A côté des nombreuses antennes-relais de téléphonie comme de télévision qui continuent de se consumer sous les feux constants de la critique – officiellement 121 pour la seule année 2020 –, une des pistes prometteuses pour mettre directement à bas ce genre de structures de la domination, sans attendre rien ni personne et chacun.e pour ses propres (dé)raisons, pourrait alors être de regarder du côté des stocks de câbles entreposés chez tous les collaborateurs du technomonde comme Constructel et ses confrères, ou encore de soulever les petites plaques de fonte sous lesquelles serpente innocemment la fibre, comme il y a quelques jours à Pierrelatte. Tout un vaste réseau de câbles au coin de la rue et sans protection mis au service du télétravail, des terminaux bancaires et de l’appareil répressif qui, comme les antennes-relais d’ailleurs parfois reliées entre elles (si ce qui est arrivé à Yutz au début du mois nous dit quelque chose), n’attendent en réalité qu’une occasion chaleureuse pour enfin cesser de nuire.

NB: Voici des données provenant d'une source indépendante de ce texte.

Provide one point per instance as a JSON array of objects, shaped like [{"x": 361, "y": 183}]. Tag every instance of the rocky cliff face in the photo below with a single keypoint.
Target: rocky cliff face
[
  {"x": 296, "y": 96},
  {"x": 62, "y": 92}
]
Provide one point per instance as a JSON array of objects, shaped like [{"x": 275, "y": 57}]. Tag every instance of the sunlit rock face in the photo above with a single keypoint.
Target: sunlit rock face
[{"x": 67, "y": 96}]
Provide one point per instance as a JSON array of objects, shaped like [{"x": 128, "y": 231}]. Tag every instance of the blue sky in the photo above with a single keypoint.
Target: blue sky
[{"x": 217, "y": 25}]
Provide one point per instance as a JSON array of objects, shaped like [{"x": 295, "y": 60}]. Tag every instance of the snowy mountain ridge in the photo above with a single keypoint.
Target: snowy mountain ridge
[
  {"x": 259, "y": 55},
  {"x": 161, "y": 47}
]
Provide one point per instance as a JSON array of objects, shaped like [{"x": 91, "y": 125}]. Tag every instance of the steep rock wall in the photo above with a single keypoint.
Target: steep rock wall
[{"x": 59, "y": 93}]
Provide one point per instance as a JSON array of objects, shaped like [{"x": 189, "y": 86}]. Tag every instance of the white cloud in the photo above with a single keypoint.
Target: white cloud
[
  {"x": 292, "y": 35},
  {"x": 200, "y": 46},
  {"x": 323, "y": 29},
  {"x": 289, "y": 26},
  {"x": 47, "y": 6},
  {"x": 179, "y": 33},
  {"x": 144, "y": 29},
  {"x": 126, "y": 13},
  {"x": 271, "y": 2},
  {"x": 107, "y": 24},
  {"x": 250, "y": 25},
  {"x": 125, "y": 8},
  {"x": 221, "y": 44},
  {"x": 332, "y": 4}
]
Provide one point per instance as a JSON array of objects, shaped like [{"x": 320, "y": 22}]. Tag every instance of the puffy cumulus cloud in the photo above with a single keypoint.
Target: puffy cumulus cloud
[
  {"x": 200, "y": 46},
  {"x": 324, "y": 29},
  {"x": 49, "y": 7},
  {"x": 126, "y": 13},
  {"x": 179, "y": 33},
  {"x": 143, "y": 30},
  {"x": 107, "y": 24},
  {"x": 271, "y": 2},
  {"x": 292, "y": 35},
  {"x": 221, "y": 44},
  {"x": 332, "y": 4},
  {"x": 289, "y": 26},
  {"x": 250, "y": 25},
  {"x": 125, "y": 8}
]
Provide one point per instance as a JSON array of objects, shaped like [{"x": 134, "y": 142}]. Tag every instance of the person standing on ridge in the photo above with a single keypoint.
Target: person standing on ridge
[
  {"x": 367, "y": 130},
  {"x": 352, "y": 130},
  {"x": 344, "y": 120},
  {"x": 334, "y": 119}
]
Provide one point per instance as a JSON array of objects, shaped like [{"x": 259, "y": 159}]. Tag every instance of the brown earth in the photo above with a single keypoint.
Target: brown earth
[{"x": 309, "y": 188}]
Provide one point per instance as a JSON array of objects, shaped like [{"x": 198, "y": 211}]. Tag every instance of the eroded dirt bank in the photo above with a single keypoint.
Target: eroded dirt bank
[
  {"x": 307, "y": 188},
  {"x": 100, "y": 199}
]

Allez, que ces artères du pouvoir bouffent les étoiles, trônent au sommet des montagnes et des toits, empruntent tunnels et ponts, ou bordent zones industrielles et commerciales, ronds-points, rues confinées, voies ferrées, forêts et canaux, à chacun la sienne comme il est d’usage de dire !
Des amis d’Orion,
2 mars 2021
* Yaya, En regardant les étoiles. Quelques notes à propos de la colonisation des cieux et des esprits, in anarchie! n°8, novembre 2020, pp. 14-15
** A côté de Starlink, qui est le plus spectaculaire, existent aussi les projets concurrents de Kupier System (Amazon), qui prévoit d’envoyer 3 250 satellites, One Web de 650 à 2000, ou la franco-italienne Thalès Alenia Space avec trois groupes différents (Globalstar2, O3b et Iridium Next) pour un total de 125 satellites.